In an environment where technology is developing rapidly, product life cycles are constantly shortening, competition is increasing, and innovation resources are easily acquired by other competitors, it is particularly important for companies to successfully implement technological innovation. It is of great significance for companies to find the weak links of their technological innovation and prioritize improvement and enhancement of their technological innovation capabilities. As the main body of the agricultural machinery industry, private agricultural machinery enterprises are playing an increasingly important role. A correct understanding of the technological innovation activities of private agricultural machinery enterprises and the establishment of a reasonable evaluation index system for technological innovation capabilities are of great significance to the technological innovation management of private agricultural machinery enterprises.

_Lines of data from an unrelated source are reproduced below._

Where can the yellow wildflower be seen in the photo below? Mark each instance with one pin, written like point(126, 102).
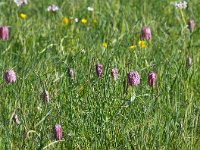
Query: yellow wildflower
point(104, 45)
point(132, 47)
point(23, 16)
point(84, 21)
point(66, 21)
point(142, 44)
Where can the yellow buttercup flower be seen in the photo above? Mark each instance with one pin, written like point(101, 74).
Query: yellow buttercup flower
point(84, 21)
point(104, 45)
point(66, 21)
point(132, 47)
point(23, 16)
point(142, 44)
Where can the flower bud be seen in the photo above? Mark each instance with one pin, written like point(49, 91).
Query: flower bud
point(45, 96)
point(114, 74)
point(133, 78)
point(57, 130)
point(152, 77)
point(191, 25)
point(146, 33)
point(10, 76)
point(4, 33)
point(15, 119)
point(99, 70)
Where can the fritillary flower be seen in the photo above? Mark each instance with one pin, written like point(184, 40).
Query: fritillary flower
point(133, 78)
point(66, 21)
point(99, 70)
point(16, 119)
point(146, 33)
point(4, 33)
point(104, 45)
point(10, 76)
point(23, 16)
point(191, 25)
point(57, 130)
point(52, 8)
point(189, 62)
point(20, 2)
point(84, 21)
point(142, 44)
point(114, 74)
point(45, 96)
point(152, 77)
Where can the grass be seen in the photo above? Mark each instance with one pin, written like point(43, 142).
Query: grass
point(100, 113)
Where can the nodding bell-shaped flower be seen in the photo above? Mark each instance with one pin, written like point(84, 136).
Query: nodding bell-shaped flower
point(191, 25)
point(10, 76)
point(15, 119)
point(145, 33)
point(71, 73)
point(152, 78)
point(45, 96)
point(20, 2)
point(99, 70)
point(57, 130)
point(4, 33)
point(52, 8)
point(133, 78)
point(189, 62)
point(114, 74)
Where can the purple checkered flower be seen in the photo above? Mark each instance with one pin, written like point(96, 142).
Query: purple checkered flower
point(152, 77)
point(99, 70)
point(191, 25)
point(146, 33)
point(45, 96)
point(4, 33)
point(10, 76)
point(114, 73)
point(133, 78)
point(57, 130)
point(15, 119)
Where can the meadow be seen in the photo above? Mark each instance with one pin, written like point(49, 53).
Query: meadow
point(58, 50)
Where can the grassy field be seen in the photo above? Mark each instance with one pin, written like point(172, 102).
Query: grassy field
point(100, 113)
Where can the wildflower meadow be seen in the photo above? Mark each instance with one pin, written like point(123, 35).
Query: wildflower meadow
point(100, 74)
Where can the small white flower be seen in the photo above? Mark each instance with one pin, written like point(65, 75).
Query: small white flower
point(90, 9)
point(20, 2)
point(76, 19)
point(52, 8)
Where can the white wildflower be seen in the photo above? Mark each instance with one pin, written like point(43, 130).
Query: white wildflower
point(20, 2)
point(52, 8)
point(90, 9)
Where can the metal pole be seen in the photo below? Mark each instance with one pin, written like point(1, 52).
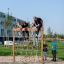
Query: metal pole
point(13, 47)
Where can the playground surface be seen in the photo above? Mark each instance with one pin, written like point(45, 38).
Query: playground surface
point(27, 60)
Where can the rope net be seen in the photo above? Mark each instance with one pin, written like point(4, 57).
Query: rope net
point(24, 50)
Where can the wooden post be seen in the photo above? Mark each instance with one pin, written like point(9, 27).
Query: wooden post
point(13, 47)
point(42, 41)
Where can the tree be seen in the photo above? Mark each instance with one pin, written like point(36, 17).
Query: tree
point(49, 32)
point(7, 24)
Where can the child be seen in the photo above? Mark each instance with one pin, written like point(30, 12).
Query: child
point(45, 51)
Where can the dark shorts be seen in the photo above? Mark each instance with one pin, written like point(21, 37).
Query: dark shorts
point(53, 51)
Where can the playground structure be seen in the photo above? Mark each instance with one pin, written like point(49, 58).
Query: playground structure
point(41, 39)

In accordance with the theory of technological innovation and the characteristics of private agricultural machinery enterprises, a technical innovation evaluation index system for private agricultural machinery enterprises has been established. The indicator system starts from the concept of private agricultural machinery enterprises, analyzes the status quo and development trend of the agricultural machinery industry, and takes private agricultural machinery enterprises in Heilongjiang Province as the research object. It summarizes the status quo and characteristics of technological innovation of private agricultural machinery enterprises and then establishes the private agricultural machinery enterprises. The system starts from the aspects of innovation resource input, innovation output, technology density, innovation effect, market realization, and innovation tendency, and selects 16 specific evaluation indicators. According to the established capability, projection pursuit is adopted. The method combined with the genetic algorithm and the genetic algorithm in MATLAB and the direct search toolbox were employed to comprehensively charge the capabilities of the five sample enterprises, and the evaluation results were objective and credible.

Suggested Citation

  • Kuizhen Rong, 2022. "Analysis of the Comprehensive Evaluation Model of Enterprise Technological Innovation Ability Based on Improved Genetic Algorithm," Journal of Mathematics, John Wiley & Sons, vol. 2022(1).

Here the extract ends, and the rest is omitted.